Foram realizados atos públicos com os diversos dirigentes sindicais e diversas moções foram enviadas, mas quase nenhuma ação passou das caixas de e-mail e do fax. Aos trabalhadores da base dos sindicatos, nenhuma proposta concreta. Mesmo aos operários da Revap que estavam numa fortíssima greve na mesma cidade, a única unidade foi uma marcha contra a redução de direitos. A mesma coisa para os trabalhadores da Johnson & Johnson, que também estão sendo atacados em seus direitos: nenhuma proposta de unificação efetiva na luta, nas paralisações e nas negociações.

Era preciso retomar uma prática e um programa combativo e classista nos sindicatos

A vitória económica parcial na GM e a disposição dos trabalhadores da Revap de paralisar por seus direitos, mesmo depois de aprovado o acordo com a patronal, mostram que havia a possibilidade efetiva de unificação, e a Conlutas perdeu a chance de praticar um outro tipo de política sindical, muito além das moções no papel, que chamasse os trabalhadores da base a atuar em solidariedade ativa de classe. A demonstração de que uma fração da classe estaria disposta a sustentar qualquer ação que tomassem os trabalhadores da GM, e com o apoio popular conquistado poderia colocar a patronal na defensiva e dar um novo marco para os trabalhadores do país, retomando as tradições de solidariedade e classismo.

No campo programático, diante da proposta da GM de fechar a fábrica, a resposta deveria ser a estatização e o controle operário da fábrica, inclusive para garantir que o que antes era revertido em lucro para a patronal pudesse se transformar em mais empregos. Para isso seria preciso ter encarado a luta na GM não como mais um episódio da luta sindical. Há 70 anos, o revolucionário Leon Trotsky alertava que o programa dos revolucionários para os sindicatos era o programa de transição. Se a Conlutas pretende ir além das vitórias económicas e, como será dito em seu I Congresso, “lutar para que os trabalhadores assumam o poder político na sociedade” , deve relembrar esse ensinamento.

Retomar uma prática e um programa classista para os sindicatos, alentar iniciativas reais de solidariedade de classe, fazer os balanços precisos das vitórias e derrotas da classe nas lutas de São José dos Campos, ainda que o resultado económico fosse o mesmo poderia ser, aí sim, uma vitória estratégica que faria avançar a vanguarda no sentido da revolução.

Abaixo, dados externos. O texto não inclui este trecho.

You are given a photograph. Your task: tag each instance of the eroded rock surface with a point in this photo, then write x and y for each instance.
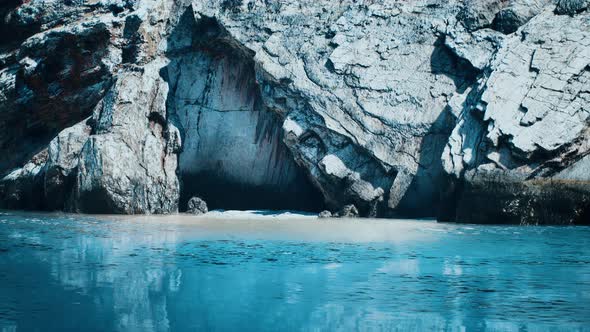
(339, 102)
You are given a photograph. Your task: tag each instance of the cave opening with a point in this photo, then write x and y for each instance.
(233, 154)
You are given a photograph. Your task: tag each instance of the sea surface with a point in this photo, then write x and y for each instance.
(262, 272)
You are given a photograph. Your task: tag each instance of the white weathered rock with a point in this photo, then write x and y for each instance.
(357, 100)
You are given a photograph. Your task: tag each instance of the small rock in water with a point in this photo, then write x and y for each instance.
(348, 211)
(196, 206)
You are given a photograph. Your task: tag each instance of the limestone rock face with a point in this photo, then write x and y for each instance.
(523, 129)
(196, 205)
(297, 105)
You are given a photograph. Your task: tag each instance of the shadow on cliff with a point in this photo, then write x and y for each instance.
(210, 172)
(424, 197)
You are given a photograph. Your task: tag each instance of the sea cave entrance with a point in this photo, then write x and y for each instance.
(233, 154)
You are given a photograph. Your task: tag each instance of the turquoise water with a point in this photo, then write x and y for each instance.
(60, 272)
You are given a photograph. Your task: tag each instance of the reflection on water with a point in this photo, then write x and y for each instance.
(64, 272)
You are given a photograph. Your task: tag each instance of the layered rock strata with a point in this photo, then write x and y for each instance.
(474, 111)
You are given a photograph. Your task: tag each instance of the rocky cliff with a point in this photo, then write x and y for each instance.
(472, 111)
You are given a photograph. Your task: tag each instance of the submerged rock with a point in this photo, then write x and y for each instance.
(197, 206)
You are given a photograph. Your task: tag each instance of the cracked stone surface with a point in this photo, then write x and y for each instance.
(382, 105)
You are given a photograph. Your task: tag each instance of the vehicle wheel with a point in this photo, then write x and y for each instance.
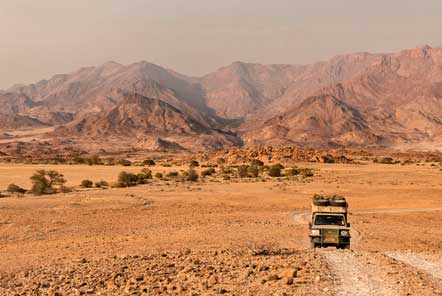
(321, 202)
(338, 203)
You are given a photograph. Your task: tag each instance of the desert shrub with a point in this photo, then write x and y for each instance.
(256, 163)
(126, 179)
(386, 160)
(141, 178)
(243, 171)
(149, 162)
(220, 161)
(147, 173)
(194, 163)
(12, 188)
(292, 172)
(109, 161)
(275, 170)
(191, 175)
(172, 175)
(87, 184)
(208, 172)
(124, 162)
(101, 184)
(45, 182)
(253, 171)
(305, 172)
(227, 170)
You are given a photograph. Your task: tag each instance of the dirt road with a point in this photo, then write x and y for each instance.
(373, 273)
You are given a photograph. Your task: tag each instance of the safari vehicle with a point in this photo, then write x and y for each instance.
(329, 224)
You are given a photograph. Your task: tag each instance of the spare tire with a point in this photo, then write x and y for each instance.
(338, 201)
(320, 201)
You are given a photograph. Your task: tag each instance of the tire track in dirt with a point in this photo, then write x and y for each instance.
(354, 271)
(431, 266)
(355, 276)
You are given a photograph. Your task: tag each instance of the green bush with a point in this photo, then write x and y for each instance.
(87, 184)
(253, 171)
(124, 162)
(194, 163)
(172, 175)
(101, 184)
(243, 171)
(386, 160)
(208, 172)
(256, 163)
(305, 172)
(220, 161)
(149, 162)
(126, 179)
(191, 175)
(147, 173)
(45, 182)
(12, 188)
(275, 170)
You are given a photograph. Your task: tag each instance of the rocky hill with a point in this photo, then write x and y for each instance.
(157, 124)
(377, 100)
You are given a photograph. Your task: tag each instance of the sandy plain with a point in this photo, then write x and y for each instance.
(237, 237)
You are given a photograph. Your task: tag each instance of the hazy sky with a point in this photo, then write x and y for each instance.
(39, 38)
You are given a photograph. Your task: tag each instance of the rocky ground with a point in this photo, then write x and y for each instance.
(285, 272)
(224, 237)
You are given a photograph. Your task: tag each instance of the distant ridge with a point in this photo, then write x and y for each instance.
(357, 100)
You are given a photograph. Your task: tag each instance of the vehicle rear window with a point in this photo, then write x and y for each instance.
(329, 220)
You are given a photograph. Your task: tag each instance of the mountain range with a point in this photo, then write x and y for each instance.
(357, 100)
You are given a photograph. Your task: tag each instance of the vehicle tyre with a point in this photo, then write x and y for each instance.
(321, 202)
(338, 202)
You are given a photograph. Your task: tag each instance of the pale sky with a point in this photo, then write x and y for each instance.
(40, 38)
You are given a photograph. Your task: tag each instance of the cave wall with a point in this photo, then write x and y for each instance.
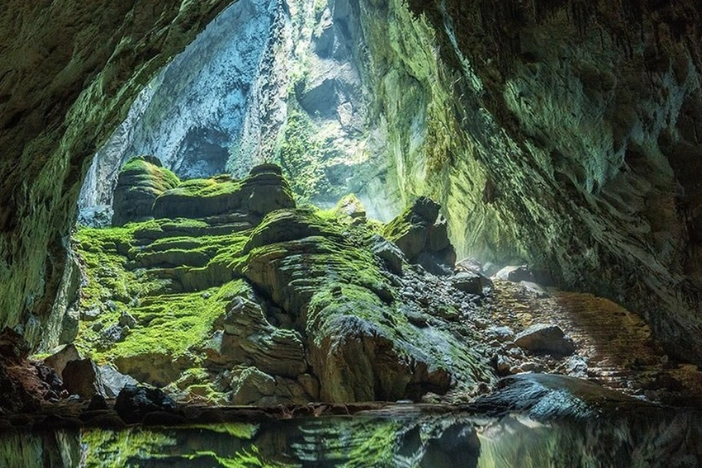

Por mais empregos: boicotar as horas extras

O acordo foi assinado, e agora os trabalhadores devem manter a sua luta. Perante a pressão da patronal para que se cumpra o acordo é preciso organizar um boicote geral às horas extras, com uma ampla campanha de que essas horas devem ser revertidas em novos empregos na GM. Esse acordo não pode se transformar numa prisão para a luta dos trabalhadores e numa trava para a luta pela redução da jornada. É preciso ganhar os trabalhadores desempregados e suas famílias para lutar por emprego, com salários e direitos iguais. Nenhuma hora extra! Pela jornada de 36 horas sem redução de salários! Unir e coordenar os 600 novos empregados com os demais para lutar pela igualdade dos salários e dos direitos!

[2As 40 horas diárias, mais uma hora por dia útil e dois sábados de 8 horas por mês.